Jachtproeven

Zweetwerk

We proberen u enige uitleg te geven over het nabootsen van een spoor zoals ongeveer door een gewond dier zou worden achtergelaten. Een zweetspoor noemt men dit. Zweet is de benaming voor de geur die door het dier word achtergelaten tijdens de vlucht, b.v. bloed en angstzweet.

Let wel het volgen van een zweetspoor wat kunstmatig is aangelegd is totaal niet hetzelfde als een natuurlijk zweetspoor en het wil ook niet zeggen dat je hond hoe goed deze ook is op het volgen van een kunstmatig zweetspoor het in de natuur nazoek het ook zal kunnen. Maar het is gewoon ontzettend leuk om met je hond in de natuur bezig te zijn met het geen waarvoor het ras ooit is ontwikkeld.

Het Zweet

Voor het oefenen gebruiken we grofwild zweet, wat in kleine porties ingevroren word. Na het gezeefd te hebben en vermengd met een klein beetje keukenzout. Runder- of schapenbloed is ook bruikbaar, maar in geen geval varkensbloed omdat hiermee ziekten in de wildbaan gebracht zouden kunnen worden. Het zweet word gedruppeld van uit een klein kunststof flesje met een smalle tuit. Het moet een beperkte hoeveelheid zijn en bij wedstrijd mag maximaal 0.25 l bloed worden gebruikt op 1000 meter spoor.

Het Stuk

Op het eind van het spoor moet een stuk liggen, zodat de hond wat vind en succes heeft, normaal is dit een stuk grofwild maar voor het oefenen kunnen we dit vervangen door een vel.

De Aanschotplaats

Als we een kunstspoor aanleggen, proberen we de manieren van een gewond stuk grofwild na te bootsen. De aanschotplaats word wat plat gedrukt en geveegd met wat bloed besprenkeld en er word snij haar in aangebracht, eventueel met enkele botsplinters. Zodat er voldoende materiaal is voor de hond om te onderzoeken.

Het Spoor

Vanaf de aanschotplaats leggen we het spoor eerst 50 tot 70 meter rechtuit voordat we beginnen met bochten in het spoor te maken. Dit wordt aangeduid als de vluchtrichting.
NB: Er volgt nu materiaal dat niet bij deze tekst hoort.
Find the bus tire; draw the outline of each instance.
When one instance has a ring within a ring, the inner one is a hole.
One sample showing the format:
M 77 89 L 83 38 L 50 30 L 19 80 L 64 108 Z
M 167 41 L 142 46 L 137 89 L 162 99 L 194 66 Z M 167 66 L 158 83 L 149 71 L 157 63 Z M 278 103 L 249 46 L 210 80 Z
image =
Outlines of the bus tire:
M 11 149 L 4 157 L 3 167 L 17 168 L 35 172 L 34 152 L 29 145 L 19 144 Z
Het is de bedoeling dat de hond het spoor gaat volgen en zich niet laat verstoren door verleiding (echte sporen van wild, wildwissels e.d.)

Wondbedden en haken

Na de eerste 50 tot 70 meter rechtuit gaan we beginnen met het spoor te laten slingeren, op een manier die een gewond stuk grofwild ook zou doe. Na nog eens 100 tot 200 meter al naar gelang de lengte van het spoor wat we willen leggen, maken we een wondbed. Dit doen we door de bodem aan te treden dat er een kleine uitholling ontstaat alsof er een stuk wild heeft gelegen. We brengen ook hierin weer wat snijhaar en zweet aan zodat de hond weer iets vind wat hij kan onderzoeken en verwijzen. Verder kunnen we flauwe bochten en scherpe haken in het spoor inbouwen als of het wild een plotselinge afbuiging heeft gemaakt.

Het einde van het spoor

Aan het eind van het spoor leggen we het 'Stuk' een gedeelte van een huid of een verse huid (uit diepvries) dit om de hond ook te laten ervaren dat deze het goed volbracht heeft en dat deze het als beloning ziet voor zijn werk.

De Breuk

Heeft men een stuk grofwild geschoten dan heeft men recht op de jagersbreuk "Schutzenbruch". De Jagersbreuk is een kleine groene twijg die door het zweet van het geschoten wild gehaald word en daarna rechts op de hoed word gestoken. Deze word de jager uitgereikt met de woorden WAIDMANNSHEIL en een handdruk. Een klein deel daarvan steekt men op de hoed en het grotere deel bevestigd men aan de halsband van de hond om duidelijk te maken dat de hond een groot aandeel in het binnen brengen van het wild gehad heeft.